L’organisateur historique du Tour de France, Amaury Sport Organisation (ASO), a lui-même créé une version virtuelle de la Grande Boucle. Elle a eu lieu sur Zwift, durant les trois premiers week-ends de juillet, et a rassemblé les plus grands, tels que Christopher Froome, Julian Alaphilippe ou Egan Bernal chez les hommes, Chloé Dygert, Anna van der Breggen ou Marianne Vos du côté des femmes.

L’Union cycliste internationale (UCI) s’inscrit elle aussi dans le mouvement, avec l’organisation, les 8 et 9 décembre 2020, de ses premiers Championnats du monde de cyclisme e-sport. «Il était naturel que nous nous ouvrions à de nouvelles activités populaires et à de nouvelles audiences, commente Louis Chenaille, chargé des relations médias à l’UCI. L’ouverture au cyclisme e-sport est un appel de la modernité auquel nous avons voulu répondre présent.»

Cet enthousiasme général pourrait presque faire peur aux puristes, scandalisés à l’idée de voir le cyclisme traditionnel éclipsé par sa version virtuelle. Qu’ils se rassurent : a priori aucun risque. Même pour les aficionados du e-cycling comme Rod Reynolds, rien ne vaut le vent dans les cheveux et les paysages à perte de vue : «le plaisir n’est pas le même», reconnaît-il. Pour le co-fondateur de The Punchers club, cyclismes traditionnel et virtuel peuvent tout à fait coexister. A terme, il aimerait que l’e-cycling soit considéré comme l’une des sous-disciplines du vélo, à l’image du BMX ou du cyclo-cross.

La force du cyclisme virtuel est de permettre aux sportifs de pratiquer quelle que soit la météo. Même s’il a en premier lieu acheté son home trainer en réaction au confinement, Kevin sait qu’il continuera à s’en servir, notamment cet hiver. «C’est un sport pour lequel il n’est pas rare de sortir deux, voire trois heures, développe-t-il. Ce n’est plus vraiment possible lorsque les températures sont négatives ou qu’il gèle. Dans ce cas-là, le home trainer est le seul moyen pour ne pas arrêter de rouler».

Geraint Thomas (à gauche) et Christopher Froome, en 2018, sur le podium du Tour de France.

Sans compter qu’il y a «peu de chance de se faire mal ou de se retrouver coincé au fin fond de la campagne parce qu’on a eu un incident mécanique», enchérit Rod Reynolds. Selon le cofondateur de The Punchers Club, les contraintes de temps sont également réduites, ce qui peut ouvrir le cyclisme à un autre public. «Après une journée de travail, on se connecte et en cinq dix minutes on est prêt à rouler. A la fin de la séance on est déjà chez soi, pas besoin de se déplacer à la salle de sport», argumente-t-il.
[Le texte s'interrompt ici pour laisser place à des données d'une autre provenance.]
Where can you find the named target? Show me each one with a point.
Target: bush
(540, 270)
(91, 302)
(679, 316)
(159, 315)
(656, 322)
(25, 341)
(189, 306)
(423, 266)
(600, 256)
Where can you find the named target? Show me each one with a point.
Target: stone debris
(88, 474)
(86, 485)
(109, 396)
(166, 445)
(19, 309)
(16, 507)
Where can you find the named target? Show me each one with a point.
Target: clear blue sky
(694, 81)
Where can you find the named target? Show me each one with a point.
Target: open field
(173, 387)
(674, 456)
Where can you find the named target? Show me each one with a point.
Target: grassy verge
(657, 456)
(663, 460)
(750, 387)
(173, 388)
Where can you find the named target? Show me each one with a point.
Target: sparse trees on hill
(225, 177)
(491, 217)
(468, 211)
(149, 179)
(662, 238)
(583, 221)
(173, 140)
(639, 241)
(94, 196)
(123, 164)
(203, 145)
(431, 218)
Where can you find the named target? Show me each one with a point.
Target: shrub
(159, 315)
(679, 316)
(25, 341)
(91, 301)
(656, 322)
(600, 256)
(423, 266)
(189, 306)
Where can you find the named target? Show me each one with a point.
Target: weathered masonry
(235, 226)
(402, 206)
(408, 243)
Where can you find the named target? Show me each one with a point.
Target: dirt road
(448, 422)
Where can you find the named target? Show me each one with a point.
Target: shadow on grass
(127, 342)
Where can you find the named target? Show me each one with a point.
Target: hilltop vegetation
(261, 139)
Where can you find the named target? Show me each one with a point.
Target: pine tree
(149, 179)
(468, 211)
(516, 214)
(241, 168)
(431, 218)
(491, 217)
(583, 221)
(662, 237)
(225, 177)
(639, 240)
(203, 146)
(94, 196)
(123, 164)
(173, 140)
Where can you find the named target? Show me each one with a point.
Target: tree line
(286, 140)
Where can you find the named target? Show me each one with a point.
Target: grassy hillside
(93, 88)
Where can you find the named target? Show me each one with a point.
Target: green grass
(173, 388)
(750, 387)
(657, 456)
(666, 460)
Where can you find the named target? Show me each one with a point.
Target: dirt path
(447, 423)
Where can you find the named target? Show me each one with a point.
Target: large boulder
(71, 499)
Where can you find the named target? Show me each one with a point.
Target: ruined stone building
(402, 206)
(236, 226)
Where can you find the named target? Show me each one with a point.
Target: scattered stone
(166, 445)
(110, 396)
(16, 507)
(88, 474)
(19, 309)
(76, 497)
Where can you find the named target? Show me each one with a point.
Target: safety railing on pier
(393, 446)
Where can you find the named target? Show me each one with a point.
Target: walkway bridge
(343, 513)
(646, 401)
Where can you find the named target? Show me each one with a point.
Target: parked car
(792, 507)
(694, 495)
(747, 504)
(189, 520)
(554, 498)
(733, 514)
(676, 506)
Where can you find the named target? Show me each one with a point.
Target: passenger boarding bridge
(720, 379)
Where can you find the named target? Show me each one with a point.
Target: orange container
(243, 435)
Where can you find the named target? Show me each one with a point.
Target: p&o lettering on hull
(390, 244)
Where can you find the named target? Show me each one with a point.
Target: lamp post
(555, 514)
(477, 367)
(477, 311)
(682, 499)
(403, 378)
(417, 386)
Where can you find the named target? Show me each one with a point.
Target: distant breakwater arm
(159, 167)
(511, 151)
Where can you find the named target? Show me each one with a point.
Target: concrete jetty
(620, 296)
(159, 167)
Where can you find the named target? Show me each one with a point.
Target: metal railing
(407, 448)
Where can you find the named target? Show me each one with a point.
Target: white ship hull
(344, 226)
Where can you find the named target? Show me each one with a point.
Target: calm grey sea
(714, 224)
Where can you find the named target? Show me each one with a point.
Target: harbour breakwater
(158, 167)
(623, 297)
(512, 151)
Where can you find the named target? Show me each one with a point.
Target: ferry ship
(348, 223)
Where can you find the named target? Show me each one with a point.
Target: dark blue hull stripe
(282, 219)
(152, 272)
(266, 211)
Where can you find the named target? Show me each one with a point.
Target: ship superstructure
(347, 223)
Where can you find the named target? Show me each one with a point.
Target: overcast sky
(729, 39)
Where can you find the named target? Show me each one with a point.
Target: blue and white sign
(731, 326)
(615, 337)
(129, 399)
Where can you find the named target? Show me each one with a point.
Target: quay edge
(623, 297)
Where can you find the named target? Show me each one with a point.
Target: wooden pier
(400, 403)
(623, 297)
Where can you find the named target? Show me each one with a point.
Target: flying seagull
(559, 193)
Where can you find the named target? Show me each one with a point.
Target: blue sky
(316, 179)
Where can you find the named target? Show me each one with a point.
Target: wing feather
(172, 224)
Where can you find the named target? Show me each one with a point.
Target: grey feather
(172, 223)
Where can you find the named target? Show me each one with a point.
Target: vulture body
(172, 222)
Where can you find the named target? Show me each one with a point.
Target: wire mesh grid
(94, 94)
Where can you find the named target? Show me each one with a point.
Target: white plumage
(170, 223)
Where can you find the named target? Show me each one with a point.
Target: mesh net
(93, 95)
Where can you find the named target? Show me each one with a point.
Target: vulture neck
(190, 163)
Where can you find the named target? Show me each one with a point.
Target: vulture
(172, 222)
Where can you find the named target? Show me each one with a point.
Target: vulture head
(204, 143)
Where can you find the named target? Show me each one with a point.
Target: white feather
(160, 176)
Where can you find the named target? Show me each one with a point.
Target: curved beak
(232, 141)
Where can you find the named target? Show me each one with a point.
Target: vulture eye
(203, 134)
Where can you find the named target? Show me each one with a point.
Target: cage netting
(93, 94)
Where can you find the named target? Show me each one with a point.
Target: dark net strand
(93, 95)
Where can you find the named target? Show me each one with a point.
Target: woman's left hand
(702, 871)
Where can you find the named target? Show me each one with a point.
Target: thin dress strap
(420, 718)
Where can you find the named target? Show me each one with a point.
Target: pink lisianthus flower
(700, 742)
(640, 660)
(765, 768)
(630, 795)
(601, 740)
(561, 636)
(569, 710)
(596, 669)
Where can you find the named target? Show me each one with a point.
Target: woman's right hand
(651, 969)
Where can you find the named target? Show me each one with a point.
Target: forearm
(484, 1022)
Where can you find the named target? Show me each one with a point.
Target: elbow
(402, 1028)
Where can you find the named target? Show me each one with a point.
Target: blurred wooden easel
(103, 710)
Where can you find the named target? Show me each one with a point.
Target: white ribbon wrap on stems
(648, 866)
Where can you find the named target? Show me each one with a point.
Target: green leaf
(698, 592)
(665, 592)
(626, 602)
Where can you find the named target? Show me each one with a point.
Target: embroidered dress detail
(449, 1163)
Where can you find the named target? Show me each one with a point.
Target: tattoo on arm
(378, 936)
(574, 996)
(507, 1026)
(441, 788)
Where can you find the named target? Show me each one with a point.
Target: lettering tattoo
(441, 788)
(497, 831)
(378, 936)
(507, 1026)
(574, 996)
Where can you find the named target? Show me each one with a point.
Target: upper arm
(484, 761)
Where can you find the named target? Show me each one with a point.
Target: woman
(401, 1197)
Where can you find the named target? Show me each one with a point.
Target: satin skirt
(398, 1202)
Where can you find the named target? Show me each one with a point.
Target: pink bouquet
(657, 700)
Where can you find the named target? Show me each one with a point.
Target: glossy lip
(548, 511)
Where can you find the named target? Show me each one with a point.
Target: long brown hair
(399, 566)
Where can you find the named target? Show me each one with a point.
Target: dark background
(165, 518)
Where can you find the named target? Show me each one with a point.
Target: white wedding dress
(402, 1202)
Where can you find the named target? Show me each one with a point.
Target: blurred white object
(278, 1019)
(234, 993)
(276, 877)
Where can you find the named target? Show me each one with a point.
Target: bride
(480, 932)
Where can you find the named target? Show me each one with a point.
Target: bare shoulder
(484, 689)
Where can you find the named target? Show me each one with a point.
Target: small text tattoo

Une discipline qui prône l’accessibilité à tous donc, à condition de pouvoir se l’offrir. Difficile de trouver un home trainer connecté de qualité en dessous de 400 euros, quand les plus performants dépassent les 1.000 euros. A cela, il faut ajouter l’abonnement, souvent mensuel, à une plate-forme de cyclisme virtuel telle que Zwift. Un investissement que Kevin ne regrette pas : c’est le prix à payer pour affronter les mythiques pentes du Mont Ventoux, sans sortir de chez soi.